August 11, 2016 Carpentry No Comments

Here are a few interesting features on a tape measure which you might find useful:

End hook

The end hook is a clever piece of engineering.  It is supposed to be loose; hopefully you haven’t thrown your tape measure out because you thought it was broken.  The end is designed to move so that when taking an internal measurement, such as wall to wall, the end hook moves to account for the thickness of the end hook.  Clever stuff.

The end hook also has a few other features.  There’s a slot, which is for hooking onto nails or screws.  The hook end is sometimes serrated which can be used as a scriber to mark dimensions and some have a magnet in the end, like the one shown in the blog picture.

Measuring internal dimensions

Most tape measure bodies have a length measurement stamped on the side.  This is so that you can take an internal measurement and butt the tape measure up against a wall.  This measurement if then added to the reading from the tape measure just in front of the body gives a more accurate measurement than bending the tape measure into a corner.

Tape Width

If you want to measure longer lengths, size matters.  The wider the tape measure the longer you can extend the tape before it snaps out or you need the help of a friend.
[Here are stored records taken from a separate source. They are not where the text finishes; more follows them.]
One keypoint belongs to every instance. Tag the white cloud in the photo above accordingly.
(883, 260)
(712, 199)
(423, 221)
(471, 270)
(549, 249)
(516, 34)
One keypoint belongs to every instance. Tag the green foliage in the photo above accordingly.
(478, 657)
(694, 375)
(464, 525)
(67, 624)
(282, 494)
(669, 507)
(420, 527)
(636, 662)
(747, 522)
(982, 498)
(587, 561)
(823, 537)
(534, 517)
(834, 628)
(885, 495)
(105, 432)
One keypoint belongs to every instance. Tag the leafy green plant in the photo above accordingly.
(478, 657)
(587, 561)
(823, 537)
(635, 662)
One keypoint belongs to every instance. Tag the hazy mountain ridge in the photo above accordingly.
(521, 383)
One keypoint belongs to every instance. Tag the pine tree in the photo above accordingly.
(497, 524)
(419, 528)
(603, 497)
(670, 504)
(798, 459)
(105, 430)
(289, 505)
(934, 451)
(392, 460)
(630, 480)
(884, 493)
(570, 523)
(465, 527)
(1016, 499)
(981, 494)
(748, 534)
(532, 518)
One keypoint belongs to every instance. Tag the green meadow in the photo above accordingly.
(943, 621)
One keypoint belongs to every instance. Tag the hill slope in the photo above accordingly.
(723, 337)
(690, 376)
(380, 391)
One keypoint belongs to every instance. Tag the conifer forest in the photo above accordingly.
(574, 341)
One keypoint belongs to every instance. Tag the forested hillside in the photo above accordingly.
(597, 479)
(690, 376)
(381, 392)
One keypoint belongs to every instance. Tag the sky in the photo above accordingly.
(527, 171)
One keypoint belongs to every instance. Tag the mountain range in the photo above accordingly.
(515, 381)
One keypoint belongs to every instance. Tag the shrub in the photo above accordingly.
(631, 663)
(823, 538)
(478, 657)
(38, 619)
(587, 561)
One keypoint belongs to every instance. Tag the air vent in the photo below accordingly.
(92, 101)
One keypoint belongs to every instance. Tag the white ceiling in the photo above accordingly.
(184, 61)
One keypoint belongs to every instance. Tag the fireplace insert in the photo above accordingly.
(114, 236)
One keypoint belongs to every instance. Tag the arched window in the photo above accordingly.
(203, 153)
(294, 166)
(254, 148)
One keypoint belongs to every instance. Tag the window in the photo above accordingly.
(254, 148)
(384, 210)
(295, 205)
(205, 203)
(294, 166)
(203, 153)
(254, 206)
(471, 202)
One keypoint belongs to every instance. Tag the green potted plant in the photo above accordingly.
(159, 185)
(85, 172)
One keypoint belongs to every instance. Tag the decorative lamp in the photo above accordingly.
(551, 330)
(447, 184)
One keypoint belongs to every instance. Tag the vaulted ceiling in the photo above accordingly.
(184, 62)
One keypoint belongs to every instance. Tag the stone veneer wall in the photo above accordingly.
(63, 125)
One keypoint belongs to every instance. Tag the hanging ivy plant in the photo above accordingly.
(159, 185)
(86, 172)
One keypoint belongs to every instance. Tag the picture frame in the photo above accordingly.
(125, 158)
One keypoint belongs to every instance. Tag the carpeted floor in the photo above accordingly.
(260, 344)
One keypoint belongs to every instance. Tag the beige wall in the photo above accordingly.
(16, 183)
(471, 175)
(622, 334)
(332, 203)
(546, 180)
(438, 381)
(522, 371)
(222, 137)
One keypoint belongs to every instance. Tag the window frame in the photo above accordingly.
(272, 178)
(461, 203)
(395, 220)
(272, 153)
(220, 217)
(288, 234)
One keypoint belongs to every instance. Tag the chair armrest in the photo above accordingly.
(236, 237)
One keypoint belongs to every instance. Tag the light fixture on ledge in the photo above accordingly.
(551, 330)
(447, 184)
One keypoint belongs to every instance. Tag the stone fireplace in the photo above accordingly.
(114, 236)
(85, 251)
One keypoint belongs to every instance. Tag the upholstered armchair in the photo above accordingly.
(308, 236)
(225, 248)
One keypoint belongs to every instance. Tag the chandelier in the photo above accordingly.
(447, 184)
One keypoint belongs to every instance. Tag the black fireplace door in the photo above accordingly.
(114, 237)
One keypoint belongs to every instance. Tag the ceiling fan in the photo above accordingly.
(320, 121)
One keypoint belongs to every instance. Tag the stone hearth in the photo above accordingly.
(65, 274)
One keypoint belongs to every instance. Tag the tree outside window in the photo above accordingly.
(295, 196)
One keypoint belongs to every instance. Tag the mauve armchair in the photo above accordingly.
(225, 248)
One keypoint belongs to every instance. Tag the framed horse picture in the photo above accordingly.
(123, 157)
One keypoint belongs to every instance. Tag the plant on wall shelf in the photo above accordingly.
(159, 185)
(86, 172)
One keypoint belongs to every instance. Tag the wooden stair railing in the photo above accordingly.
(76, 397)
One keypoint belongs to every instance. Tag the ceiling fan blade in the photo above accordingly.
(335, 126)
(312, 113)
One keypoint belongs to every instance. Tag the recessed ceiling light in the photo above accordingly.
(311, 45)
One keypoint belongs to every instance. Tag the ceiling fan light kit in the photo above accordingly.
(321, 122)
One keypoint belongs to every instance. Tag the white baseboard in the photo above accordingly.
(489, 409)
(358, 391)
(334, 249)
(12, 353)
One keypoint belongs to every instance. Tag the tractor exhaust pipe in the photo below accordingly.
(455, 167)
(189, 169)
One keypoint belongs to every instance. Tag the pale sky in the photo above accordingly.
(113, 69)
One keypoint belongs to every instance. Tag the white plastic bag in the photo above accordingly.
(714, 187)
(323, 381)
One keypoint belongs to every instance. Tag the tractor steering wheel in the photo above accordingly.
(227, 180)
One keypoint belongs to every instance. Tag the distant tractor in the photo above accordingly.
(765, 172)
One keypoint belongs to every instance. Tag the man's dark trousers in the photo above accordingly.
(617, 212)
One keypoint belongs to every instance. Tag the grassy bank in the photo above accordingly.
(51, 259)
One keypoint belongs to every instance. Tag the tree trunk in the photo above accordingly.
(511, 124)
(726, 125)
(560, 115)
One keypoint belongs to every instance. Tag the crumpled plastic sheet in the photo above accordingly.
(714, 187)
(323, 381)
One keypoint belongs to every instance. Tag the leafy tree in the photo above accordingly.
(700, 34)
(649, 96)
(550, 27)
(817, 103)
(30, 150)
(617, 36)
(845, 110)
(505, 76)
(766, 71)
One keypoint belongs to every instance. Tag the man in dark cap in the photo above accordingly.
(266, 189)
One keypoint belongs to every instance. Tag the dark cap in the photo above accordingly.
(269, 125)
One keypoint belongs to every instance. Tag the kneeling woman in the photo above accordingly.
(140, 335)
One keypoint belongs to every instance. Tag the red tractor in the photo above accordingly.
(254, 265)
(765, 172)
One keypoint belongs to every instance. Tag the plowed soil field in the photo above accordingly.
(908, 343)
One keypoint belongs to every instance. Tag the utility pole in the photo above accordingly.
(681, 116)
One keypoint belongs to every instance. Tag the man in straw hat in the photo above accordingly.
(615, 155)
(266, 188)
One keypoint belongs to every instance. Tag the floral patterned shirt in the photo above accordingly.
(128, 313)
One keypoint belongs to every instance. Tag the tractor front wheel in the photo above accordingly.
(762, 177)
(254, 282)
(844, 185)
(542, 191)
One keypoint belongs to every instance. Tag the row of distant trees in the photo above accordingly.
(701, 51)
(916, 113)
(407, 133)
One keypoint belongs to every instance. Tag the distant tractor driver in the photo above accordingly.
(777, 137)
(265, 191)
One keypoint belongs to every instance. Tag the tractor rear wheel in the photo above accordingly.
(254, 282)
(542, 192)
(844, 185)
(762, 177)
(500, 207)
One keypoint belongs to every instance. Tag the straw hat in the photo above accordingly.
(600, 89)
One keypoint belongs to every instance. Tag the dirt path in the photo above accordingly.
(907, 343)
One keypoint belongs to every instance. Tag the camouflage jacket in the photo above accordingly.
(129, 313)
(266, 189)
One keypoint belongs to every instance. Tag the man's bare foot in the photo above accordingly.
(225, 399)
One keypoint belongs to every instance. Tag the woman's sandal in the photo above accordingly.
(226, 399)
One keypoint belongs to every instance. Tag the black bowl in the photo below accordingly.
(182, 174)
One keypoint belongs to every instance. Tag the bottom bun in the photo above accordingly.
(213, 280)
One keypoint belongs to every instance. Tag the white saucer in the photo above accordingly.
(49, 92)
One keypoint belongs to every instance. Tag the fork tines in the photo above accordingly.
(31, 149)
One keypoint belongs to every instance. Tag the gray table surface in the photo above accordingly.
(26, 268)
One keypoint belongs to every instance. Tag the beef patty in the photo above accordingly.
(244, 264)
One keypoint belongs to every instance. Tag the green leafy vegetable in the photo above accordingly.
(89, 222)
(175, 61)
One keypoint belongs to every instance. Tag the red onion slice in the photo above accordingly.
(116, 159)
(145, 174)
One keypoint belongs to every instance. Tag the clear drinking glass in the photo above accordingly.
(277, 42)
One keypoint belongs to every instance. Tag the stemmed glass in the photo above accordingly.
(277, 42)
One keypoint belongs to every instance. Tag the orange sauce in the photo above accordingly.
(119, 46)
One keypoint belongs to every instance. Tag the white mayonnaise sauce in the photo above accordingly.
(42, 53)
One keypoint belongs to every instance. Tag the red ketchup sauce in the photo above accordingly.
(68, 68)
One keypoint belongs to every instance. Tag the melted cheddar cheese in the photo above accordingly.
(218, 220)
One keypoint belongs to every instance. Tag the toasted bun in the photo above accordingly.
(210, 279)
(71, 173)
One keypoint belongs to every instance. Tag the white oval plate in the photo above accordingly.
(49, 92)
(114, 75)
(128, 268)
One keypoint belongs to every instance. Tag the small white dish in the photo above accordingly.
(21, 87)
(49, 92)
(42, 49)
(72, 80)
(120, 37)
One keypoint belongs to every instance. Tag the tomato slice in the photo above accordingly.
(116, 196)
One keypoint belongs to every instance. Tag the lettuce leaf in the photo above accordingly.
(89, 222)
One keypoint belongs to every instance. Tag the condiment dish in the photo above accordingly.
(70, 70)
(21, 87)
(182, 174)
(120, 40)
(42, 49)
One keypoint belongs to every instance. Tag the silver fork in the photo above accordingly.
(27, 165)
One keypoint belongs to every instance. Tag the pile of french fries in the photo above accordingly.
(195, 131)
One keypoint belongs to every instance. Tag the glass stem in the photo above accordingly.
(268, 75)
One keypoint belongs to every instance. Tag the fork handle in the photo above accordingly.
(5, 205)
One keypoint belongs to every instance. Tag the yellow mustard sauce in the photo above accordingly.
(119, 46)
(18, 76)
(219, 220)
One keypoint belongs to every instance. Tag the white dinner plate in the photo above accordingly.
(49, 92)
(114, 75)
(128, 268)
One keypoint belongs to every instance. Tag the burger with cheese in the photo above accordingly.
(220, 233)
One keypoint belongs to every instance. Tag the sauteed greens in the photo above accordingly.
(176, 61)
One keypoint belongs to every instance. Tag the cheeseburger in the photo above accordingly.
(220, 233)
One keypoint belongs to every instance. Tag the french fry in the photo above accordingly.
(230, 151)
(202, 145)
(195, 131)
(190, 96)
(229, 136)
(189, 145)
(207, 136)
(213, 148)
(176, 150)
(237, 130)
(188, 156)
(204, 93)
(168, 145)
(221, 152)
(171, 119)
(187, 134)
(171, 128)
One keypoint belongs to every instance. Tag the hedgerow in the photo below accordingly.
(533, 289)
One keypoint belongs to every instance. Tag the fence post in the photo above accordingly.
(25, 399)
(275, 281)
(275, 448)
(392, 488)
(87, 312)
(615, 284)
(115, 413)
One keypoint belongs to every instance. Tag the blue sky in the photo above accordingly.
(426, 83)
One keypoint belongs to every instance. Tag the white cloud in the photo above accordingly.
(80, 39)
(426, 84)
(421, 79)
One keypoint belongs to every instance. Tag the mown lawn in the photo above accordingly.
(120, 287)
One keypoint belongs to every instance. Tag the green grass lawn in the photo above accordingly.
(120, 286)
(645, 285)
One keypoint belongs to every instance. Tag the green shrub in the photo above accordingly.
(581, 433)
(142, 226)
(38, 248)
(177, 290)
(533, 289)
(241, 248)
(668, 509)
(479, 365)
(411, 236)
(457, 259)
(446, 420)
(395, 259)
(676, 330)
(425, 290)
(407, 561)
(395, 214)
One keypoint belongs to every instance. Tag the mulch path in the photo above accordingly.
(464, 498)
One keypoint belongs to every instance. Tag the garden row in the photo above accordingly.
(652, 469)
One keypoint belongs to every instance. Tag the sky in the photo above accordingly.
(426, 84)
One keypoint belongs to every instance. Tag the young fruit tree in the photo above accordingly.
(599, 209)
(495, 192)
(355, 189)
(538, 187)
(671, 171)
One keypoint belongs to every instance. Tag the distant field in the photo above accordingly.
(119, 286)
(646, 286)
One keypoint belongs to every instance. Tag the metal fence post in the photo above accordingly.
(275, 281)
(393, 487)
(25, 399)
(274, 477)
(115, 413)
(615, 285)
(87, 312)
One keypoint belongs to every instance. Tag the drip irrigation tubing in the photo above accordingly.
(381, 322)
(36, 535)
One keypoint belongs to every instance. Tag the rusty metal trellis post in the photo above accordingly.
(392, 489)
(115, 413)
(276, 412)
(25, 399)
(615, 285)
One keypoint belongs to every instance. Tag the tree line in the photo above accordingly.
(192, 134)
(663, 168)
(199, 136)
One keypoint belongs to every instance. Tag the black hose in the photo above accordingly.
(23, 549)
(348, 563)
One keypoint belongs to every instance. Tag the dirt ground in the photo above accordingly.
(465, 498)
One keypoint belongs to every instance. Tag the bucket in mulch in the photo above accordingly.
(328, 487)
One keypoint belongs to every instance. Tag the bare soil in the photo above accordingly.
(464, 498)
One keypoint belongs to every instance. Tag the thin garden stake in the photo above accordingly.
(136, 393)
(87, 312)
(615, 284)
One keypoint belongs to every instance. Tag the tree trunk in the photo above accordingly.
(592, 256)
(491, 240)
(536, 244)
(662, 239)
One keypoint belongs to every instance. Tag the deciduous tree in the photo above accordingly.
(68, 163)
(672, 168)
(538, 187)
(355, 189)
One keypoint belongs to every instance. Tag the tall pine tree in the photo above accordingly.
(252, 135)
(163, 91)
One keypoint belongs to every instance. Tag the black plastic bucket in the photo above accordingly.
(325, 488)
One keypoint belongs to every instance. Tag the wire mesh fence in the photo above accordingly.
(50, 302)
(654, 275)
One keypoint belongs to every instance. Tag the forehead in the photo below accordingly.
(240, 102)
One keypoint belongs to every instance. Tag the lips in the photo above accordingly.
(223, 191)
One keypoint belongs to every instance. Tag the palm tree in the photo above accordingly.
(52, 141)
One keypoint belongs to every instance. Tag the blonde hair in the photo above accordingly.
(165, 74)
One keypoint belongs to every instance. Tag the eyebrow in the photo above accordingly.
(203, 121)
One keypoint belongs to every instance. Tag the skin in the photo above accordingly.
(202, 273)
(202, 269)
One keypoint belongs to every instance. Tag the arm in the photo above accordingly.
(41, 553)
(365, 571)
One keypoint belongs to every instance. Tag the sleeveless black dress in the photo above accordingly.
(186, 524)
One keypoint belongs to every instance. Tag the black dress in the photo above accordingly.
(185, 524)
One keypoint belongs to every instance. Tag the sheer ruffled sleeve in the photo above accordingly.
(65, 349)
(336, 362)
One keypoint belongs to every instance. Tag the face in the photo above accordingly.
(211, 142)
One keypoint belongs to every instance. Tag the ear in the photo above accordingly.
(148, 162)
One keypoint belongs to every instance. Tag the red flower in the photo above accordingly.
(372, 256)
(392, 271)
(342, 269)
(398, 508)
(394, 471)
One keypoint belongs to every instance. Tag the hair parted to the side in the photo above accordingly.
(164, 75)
The saying ‘Measure twice cut once’ is passed around quite frequently, however irrelevant if your measurement was wrong in the first place. Accurate measurements require your tape measure to be calibrated, even more so if one person is measuring and one person is cutting using a different tape measure.  Calibration can be easily achieved and can save you money.  Following these easy steps.

  1. Mark a line on a piece of scrap wood at a distance of your choosing using a steel rule. Make sure the wood is thicker than the depth of the end hook.
  2. Measure the distance of your line from the edge of your wood using your tape measure. If correct then no worries.
  3. If incorrect then the end hook can be tweaked slightly using pliers. Careful not to bend too much. Check dimension again.  If correct move onto step 4 otherwise repeat.
  4. Place marked timber against a wall and push tape measure end against the wall, check measurement. Repeat adjustment if required until both external and internal measurements match.